Posted by Edouard on October 13, 2017

Finding a simple visual cue that can be inserted on your front page to notify your users that your website is available in several languages is a tough problem to solve. Here are 4 classic ways to implement a language switcher, plus a lesser known way.

1. Just listing your languages

The most simple and effective way to let people switch language is to just list the languages you support. This is what Facebook does that and so do we. People expect this list to be in your footer, and the languages should be listed in their original, non-translated names. English for English, Français for French, Deutsch for German, etc.

Pros & Cons

On the upside, your users will eventually find a language that they know if it’s listed there.

The downside is that it takes up a lot of space in your design, so you might be temped to only use this on your landing page. Facebook trims it to the list of the most used languages and adds a “plus sign” to view all their supported languages.

2. A language dropdown menu

You can also insert a drop-down menu set by default on the current language, like English for instance. This is what Stripe does this for instance.

Pros & Cons

On the upside, it takes up less space in the footer compared to the previous solution.

The downside is that it lacks clarity for a user browsing the website in a language that he doesn’t know. As you can see on the image below I would get lost on the Chinese version of Stripe’s website 😅

This is where an icon helping foreign users identify the language switcher would come handy.

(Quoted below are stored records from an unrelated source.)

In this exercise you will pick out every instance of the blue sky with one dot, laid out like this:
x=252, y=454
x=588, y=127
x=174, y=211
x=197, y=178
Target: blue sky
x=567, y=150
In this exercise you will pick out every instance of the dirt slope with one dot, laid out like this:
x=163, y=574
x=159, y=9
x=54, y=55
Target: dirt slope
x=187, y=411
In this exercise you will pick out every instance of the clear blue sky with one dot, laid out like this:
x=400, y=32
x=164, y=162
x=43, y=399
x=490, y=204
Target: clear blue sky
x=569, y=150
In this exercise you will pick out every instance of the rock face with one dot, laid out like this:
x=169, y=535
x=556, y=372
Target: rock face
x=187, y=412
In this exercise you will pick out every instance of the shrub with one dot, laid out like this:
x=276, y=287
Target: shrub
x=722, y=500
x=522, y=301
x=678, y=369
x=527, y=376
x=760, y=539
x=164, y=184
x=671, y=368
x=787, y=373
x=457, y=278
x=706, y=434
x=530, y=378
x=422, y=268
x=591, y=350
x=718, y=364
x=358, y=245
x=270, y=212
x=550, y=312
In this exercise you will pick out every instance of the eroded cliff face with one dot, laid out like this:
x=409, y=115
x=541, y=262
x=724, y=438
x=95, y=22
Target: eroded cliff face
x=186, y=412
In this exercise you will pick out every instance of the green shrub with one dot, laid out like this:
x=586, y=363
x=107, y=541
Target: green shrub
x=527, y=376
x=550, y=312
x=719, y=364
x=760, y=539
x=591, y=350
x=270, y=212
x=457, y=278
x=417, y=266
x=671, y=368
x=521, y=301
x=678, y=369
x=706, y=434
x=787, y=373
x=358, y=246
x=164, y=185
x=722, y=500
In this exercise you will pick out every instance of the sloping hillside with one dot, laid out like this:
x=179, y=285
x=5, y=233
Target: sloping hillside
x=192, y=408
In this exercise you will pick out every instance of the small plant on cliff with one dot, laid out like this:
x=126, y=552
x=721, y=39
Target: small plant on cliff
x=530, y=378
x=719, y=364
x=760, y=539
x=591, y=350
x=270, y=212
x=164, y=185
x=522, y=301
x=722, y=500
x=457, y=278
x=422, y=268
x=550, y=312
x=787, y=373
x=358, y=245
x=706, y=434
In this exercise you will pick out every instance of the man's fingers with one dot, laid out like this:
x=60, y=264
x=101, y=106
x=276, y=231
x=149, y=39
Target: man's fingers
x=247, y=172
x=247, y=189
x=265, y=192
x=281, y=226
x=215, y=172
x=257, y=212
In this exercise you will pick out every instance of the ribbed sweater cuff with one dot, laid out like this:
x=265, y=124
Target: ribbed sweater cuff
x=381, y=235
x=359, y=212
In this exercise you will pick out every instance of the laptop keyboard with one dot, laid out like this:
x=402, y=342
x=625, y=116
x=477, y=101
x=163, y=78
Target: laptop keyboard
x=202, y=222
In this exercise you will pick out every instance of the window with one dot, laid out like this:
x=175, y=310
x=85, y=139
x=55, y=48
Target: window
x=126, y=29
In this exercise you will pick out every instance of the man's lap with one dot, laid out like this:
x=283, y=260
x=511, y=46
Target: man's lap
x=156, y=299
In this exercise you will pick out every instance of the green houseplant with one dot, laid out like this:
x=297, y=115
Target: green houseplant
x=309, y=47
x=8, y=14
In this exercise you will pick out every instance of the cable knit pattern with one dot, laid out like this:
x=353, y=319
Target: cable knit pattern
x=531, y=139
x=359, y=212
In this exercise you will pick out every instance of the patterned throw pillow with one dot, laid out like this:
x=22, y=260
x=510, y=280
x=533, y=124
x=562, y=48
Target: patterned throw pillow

3. A language dropdown menu using country flags

Some multilingual websites who make the choice of using an icon often use a country flag which changes with your choice of language. This is how Slack does it for instance.

Pros & Cons

On the upside colorful flags attract attention. They also are universally known and people understand that they might be able to change some kind of regional setting here.

The downside is clear: country flags represent countries, not languages and some users won’t like it. Users visiting your website from the United Kingdom may not like to see the stars and stripes banner. Also, an American user might not like to see the Union Jack banner. Besides, English isn’t the only language spoken in UK. What about Welsh, Scottish, Gaelic? Basically, you may hurt people’s sensitivity.

4. A language dropdown menu using neutral icons

Designing an icon conveying the meaning of “Changing Language” is hard. Popular choices are icons of a globe, or a flag, or a globe in a flag, as Apple does.

Pictures of “exotic” characters such as 文 are popular too. This is what Google and Microsoft use in their user interfaces.

Pros & Cons

The upside is that while these icons are clearly visible, they won’t hurt anyone’s sensitivity.

The downside is that these icons aren’t unified across software vendors so it might be difficult for a user to identify quickly and precisely what this icon means unlike the hamburger button or cog icon which are now known by many people using computer interfaces.

Now, wouldn’t it be nice if there was an widespread, already existing user interface icon that conveys the idea of changing languages? Well, you know what? There kind of is.

The language Icon project

The language icon project attempts to change that. The language icon icon was designed during a competition in 2011.

The initiative is very interesting and the design clever.

Some could argue that this design, if never seen before, might not straight away be perceived as a language icon, but it surely would if it was used more by software vendors.

It is meant to be used for commercial and non-commercial projects. It was released under a CC license with following terms: Relax-Attribution. It means that if you use it, you are suggested but not required to attribute the work to its creator when using for internet or digital use.

If software vendors were to use it more, it would become the norm like our beloved hamburger button, and it would become an obvious choice for any developer when localizing their software.

And who knows, maybe an even better Language Icon or —even better— an Emoji defining “Change Language” will pop up one day?